Seema held the boy, who could have been no more than ten, precisely in the way that she’d been taught. He breathed, he moved. Then one by one she asked him all the questions she still carried in her heart, though she had not been in a hospital for years. Palpated, checked, confirmed, counted. Saw he was fine, though his face, arms and hands were bloodied by the glass, with most of the cuts at least appearing to be superficial lac’s, one or two better with sutures. Learned how lucky everyone had been, that the firecracker he and his friend were playing with had gone off suddenly when he’d thrown it, but only broken the window and taken no life, damaged no sculptures or paintings. Severed no fingers. “But it sounded exactly like a bomb,” the owner shouted. “Why would you bring fireworks here? Why on earth would anyone,” repeating the phrase, over and over, over the phone with the police, until Seema asked him to please lower his voice and bring some gauze and bandages.
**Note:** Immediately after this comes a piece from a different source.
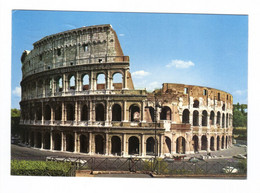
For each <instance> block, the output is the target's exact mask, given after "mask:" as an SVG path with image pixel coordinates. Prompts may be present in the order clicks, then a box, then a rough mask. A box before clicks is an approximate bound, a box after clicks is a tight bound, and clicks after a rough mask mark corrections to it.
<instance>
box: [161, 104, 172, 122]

“What is your name?” the boy asked. His lashes were fluttering black brushstrokes. His friend had disappeared long before the police and the ambulance came. He seemed alone, refused to answer when they’d asked about parents. By then Seema had a bedsheet around him, the kind used to cover paintings that were in a state of repair.
There was confusion everywhere, police sirens blaring, people talking loudly into walkie-talkies, the street cordoned off so all the glass could be cleaned off the road. Seema helped the boy into the ambulance. Settled into the space next to him, nodding at the paramedics that she was riding along, without consciously deciding to. Finally, she whispered her name in the boy’s ear. She didn’t mind, not even a little, that he would likely forget it.